February 26 AIA Lecture: The Handmade’s Tale: Reading Cult and Society in Archaic Corinth
The Omaha-Lincoln Society of the Archaeological Institute of America (AIA), in partnership with
Creighton University's Department of Fine and Performing Arts and Joslyn Art Museum, continues its exceptional programming with another free public lecture.
"The Handmade’s Tale: Reading Cult and Society in Archaic Corinth from Terracotta Figurines” presented by Susan Langdon, Ph.D. (right), Professor, Ancient Greek Art and Archaeology, and Department Chair, Art History and Archaeology, University of Missouri.

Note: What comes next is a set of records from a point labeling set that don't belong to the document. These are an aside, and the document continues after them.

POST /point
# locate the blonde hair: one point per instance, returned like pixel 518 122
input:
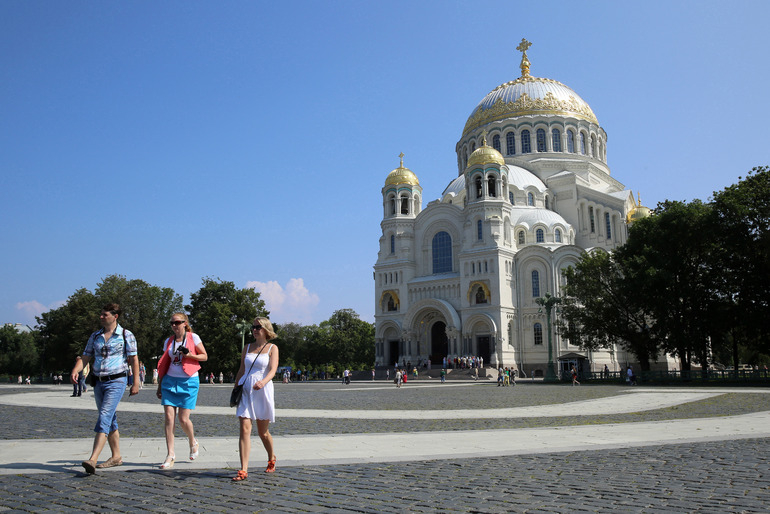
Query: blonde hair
pixel 185 318
pixel 267 326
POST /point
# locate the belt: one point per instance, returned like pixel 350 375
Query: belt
pixel 107 378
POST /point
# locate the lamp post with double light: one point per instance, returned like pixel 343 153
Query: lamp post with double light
pixel 547 302
pixel 244 328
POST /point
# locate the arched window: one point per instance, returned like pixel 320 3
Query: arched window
pixel 510 144
pixel 538 329
pixel 556 140
pixel 442 252
pixel 390 303
pixel 481 297
pixel 535 284
pixel 525 145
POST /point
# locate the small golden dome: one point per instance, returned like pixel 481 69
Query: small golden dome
pixel 638 212
pixel 485 155
pixel 402 175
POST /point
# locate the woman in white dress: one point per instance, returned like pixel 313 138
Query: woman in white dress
pixel 259 362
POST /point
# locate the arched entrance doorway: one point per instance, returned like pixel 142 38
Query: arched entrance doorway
pixel 439 342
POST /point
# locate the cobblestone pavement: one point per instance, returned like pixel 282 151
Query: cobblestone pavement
pixel 729 476
pixel 717 476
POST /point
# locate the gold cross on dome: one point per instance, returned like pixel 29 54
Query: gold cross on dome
pixel 523 47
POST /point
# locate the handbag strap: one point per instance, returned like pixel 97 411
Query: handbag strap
pixel 255 360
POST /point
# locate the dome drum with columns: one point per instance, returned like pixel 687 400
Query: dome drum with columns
pixel 534 191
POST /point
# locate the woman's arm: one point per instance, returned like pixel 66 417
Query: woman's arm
pixel 271 369
pixel 241 369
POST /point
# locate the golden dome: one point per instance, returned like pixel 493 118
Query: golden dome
pixel 528 96
pixel 402 175
pixel 638 212
pixel 485 155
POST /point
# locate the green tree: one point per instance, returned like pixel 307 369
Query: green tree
pixel 146 311
pixel 671 260
pixel 63 332
pixel 347 339
pixel 215 310
pixel 18 352
pixel 599 309
pixel 743 217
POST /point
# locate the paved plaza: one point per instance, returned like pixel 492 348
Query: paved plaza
pixel 427 447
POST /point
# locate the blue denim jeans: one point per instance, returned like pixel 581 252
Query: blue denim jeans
pixel 107 396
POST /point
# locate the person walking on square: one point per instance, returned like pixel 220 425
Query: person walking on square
pixel 113 351
pixel 178 383
pixel 257 403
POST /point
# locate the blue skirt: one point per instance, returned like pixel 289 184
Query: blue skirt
pixel 180 392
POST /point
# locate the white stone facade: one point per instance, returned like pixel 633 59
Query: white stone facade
pixel 460 277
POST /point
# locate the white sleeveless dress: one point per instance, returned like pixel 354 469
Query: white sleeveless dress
pixel 256 404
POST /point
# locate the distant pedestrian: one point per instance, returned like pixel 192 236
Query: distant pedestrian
pixel 630 377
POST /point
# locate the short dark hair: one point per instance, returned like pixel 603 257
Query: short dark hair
pixel 114 308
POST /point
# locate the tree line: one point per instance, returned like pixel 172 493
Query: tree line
pixel 692 281
pixel 219 312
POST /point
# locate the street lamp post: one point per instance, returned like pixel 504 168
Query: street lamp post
pixel 244 328
pixel 548 302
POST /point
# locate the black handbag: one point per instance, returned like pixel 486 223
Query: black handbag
pixel 235 396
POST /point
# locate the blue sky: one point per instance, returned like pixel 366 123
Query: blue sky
pixel 249 141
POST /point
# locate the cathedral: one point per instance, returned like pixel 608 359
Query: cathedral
pixel 467 274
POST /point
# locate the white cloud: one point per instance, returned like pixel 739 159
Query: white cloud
pixel 292 303
pixel 31 309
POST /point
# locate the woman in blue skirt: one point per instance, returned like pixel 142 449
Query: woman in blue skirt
pixel 178 382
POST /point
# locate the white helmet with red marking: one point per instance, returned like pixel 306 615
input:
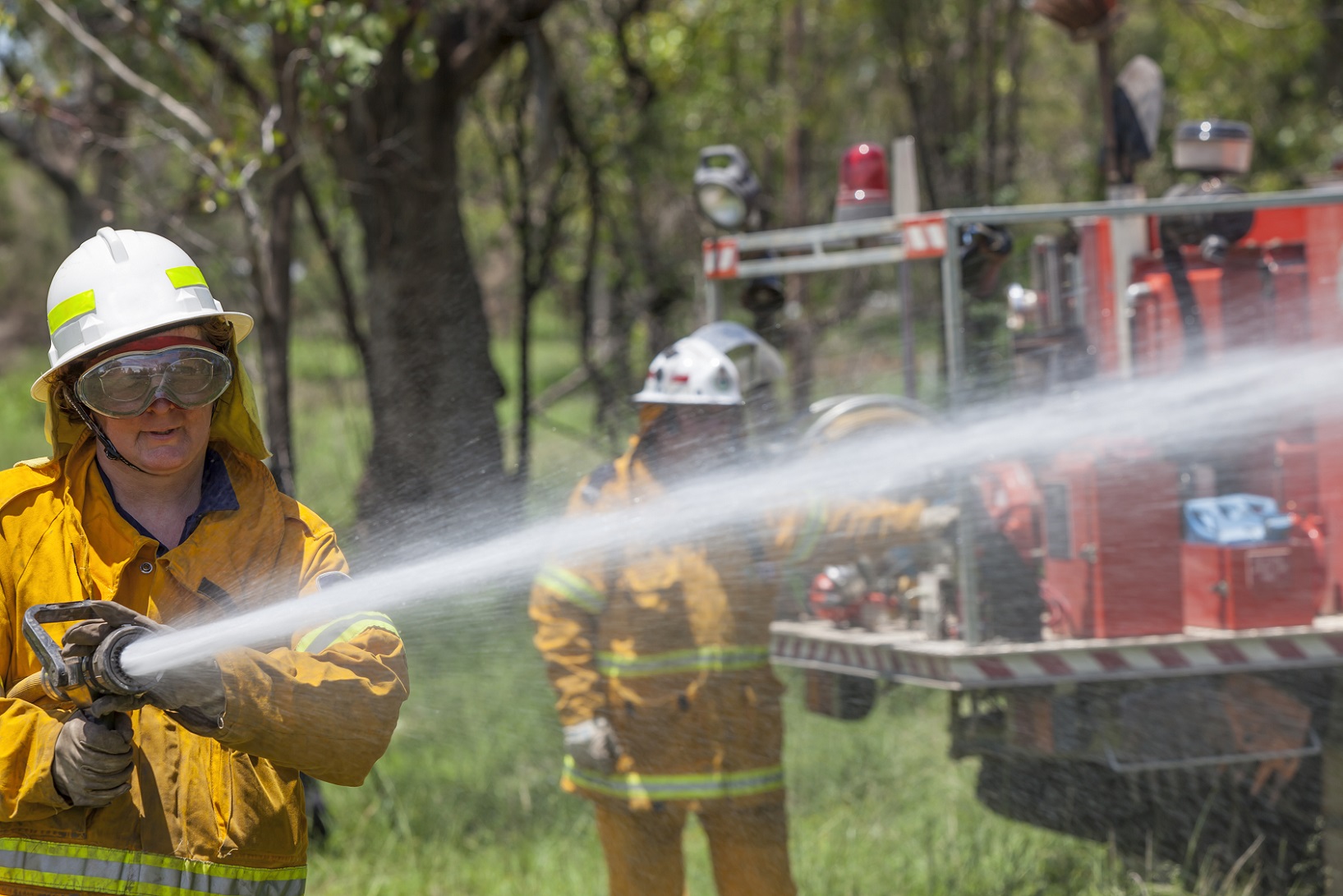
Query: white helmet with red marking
pixel 719 365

Dr. Langdon focuses on the social use of art and material culture in early Greece through pottery production, votive behavior, social ritual, and the emergence of iconographic traditions. She explores gender and ritual as dynamics in the creation of early figural art and is currently preparing a monograph on the Archaic terracotta votive figurines from the Sanctuary of Demeter and Kore at Corinth. Other interests include animals in Greek art and culture, the Early Iron Age in the Cycladic islands, and the role of children in early Greece.
Founded in 1879, the
Archaeological Institute of America (AIA) was chartered by the United States Congress in 1906, in recognition of its role in the development and passage of the Antiquities Act, which Theodore Roosevelt signed into law that year. Today, the AIA remains committed to preserving the world's archaeological resources and cultural heritage for the benefit of people in the present and in the future. The Lincoln-Omaha Society of the Archaeological Institute of America, chartered in 1995, provides the residents of Nebraska and western Iowa opportunities to attend lectures by prominent international, national, and local archaeologists.